While stroke might be associated with older age and certain underlying conditions, Mr Eastick warned that you don’t have to be either of those.
The “young and fit” man suffered from a stroke as a 33-year-old in July 2020.
Now, Mr Eastick shared his first symptoms that pointed towards a stroke.
It all started when he was preparing his lunch, he recalls.
“I briefly lost the use of my arm for about 10 seconds and dribbled a bit but then continued making lunch.
“Then when I went into my next online session, I realised I couldn’t talk.
“Nothing was coming out except the odd word. My client was saying, ‘Are you OK?’”
The signs Mr Eastick described are considered to be common warning signs of the medical emergency.
The NHS explains that different parts of your body might be affected depending on the exact part of your brain targeted by a stroke.
They share the main stroke symptoms form an acronym FAST.
The health service explains what to look for:
- Face – the face may drop on one side, the person may not be able to smile, or their mouth or eye may droop
- Arms – the person may not be able to lift both arms and keep them up because of weakness or numbness in an arm
- Speech – the speech may become slurred or garbled, or the person may not be able to talk at all; they may also struggle with understanding what you’re saying
- Time – isn’t a sign but it stands for time to dial 999.

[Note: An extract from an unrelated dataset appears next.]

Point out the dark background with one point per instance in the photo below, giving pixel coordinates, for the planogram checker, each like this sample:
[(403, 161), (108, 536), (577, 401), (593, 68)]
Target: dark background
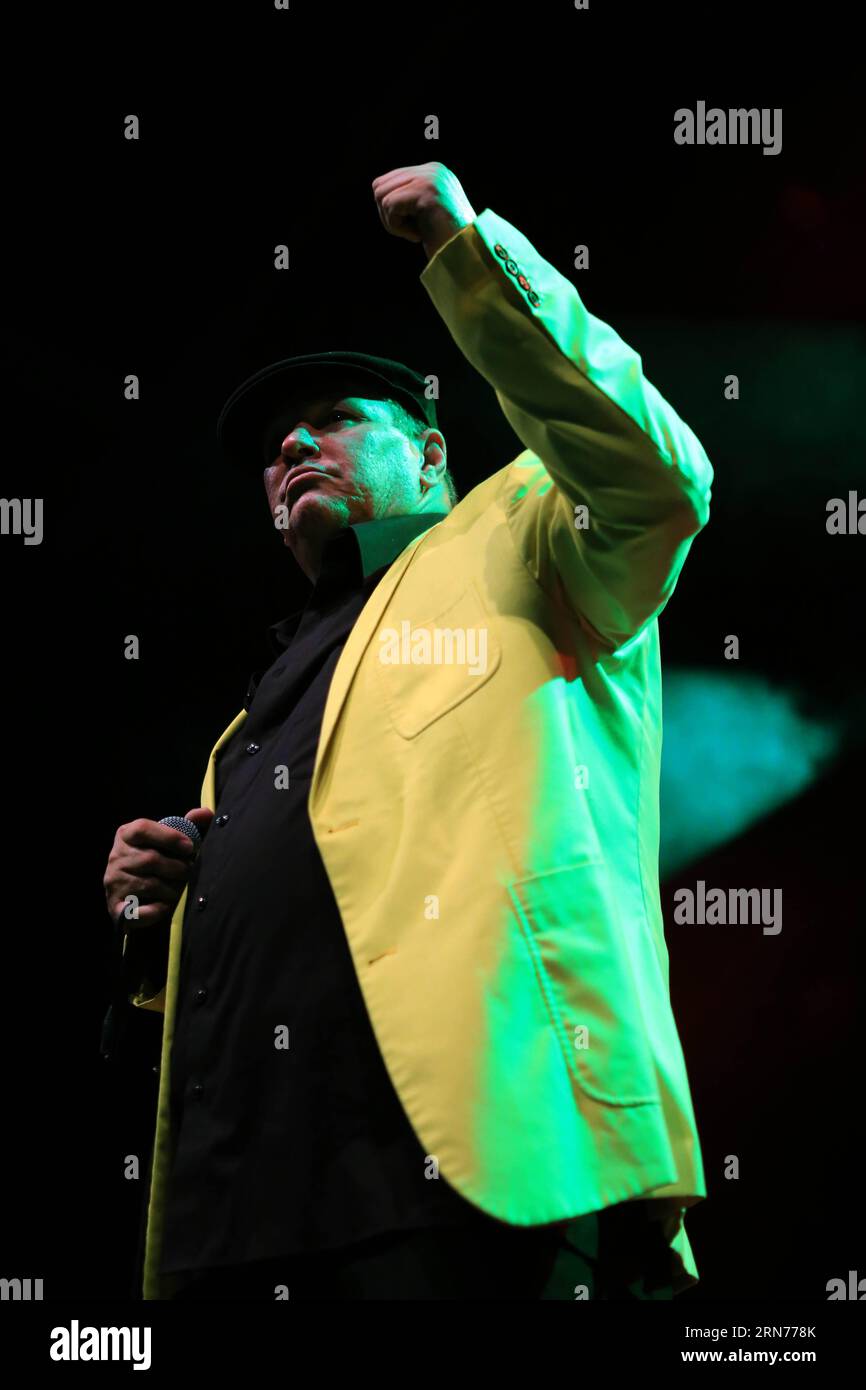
[(156, 257)]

Mr Eastick continued: “My girlfriend Bex was out on a walk with our six-week-old baby Evie and as soon as she came back, she realised something was wrong as I was struggling to talk.
“She called the ambulance and I was rushed into hospital.”
When you spot the symptoms of a stroke, it’s important to act quickly, the NHS explains.
They advise to phone 999 “immediately” and ask for an ambulance.
Once Mr Eastick arrived at the Queen Alexandra Hospital in Portsmouth, the stroke specialist treating him turned out to be one of his personal fitness clients.
A scan confirmed that Mr Eastick had suffered from a stroke. After, he was given drugs to dissolve the clot, which was blocking his blood supply.
Two years later, Mr Eastick has made a good recovery. His stroke was triggered by a “hole in the heart”, which allowed clots to travel between the chambers of his heart and up to his brain.
He had an operation to close this hole at the John Radcliffe Hospital in Oxford last summer.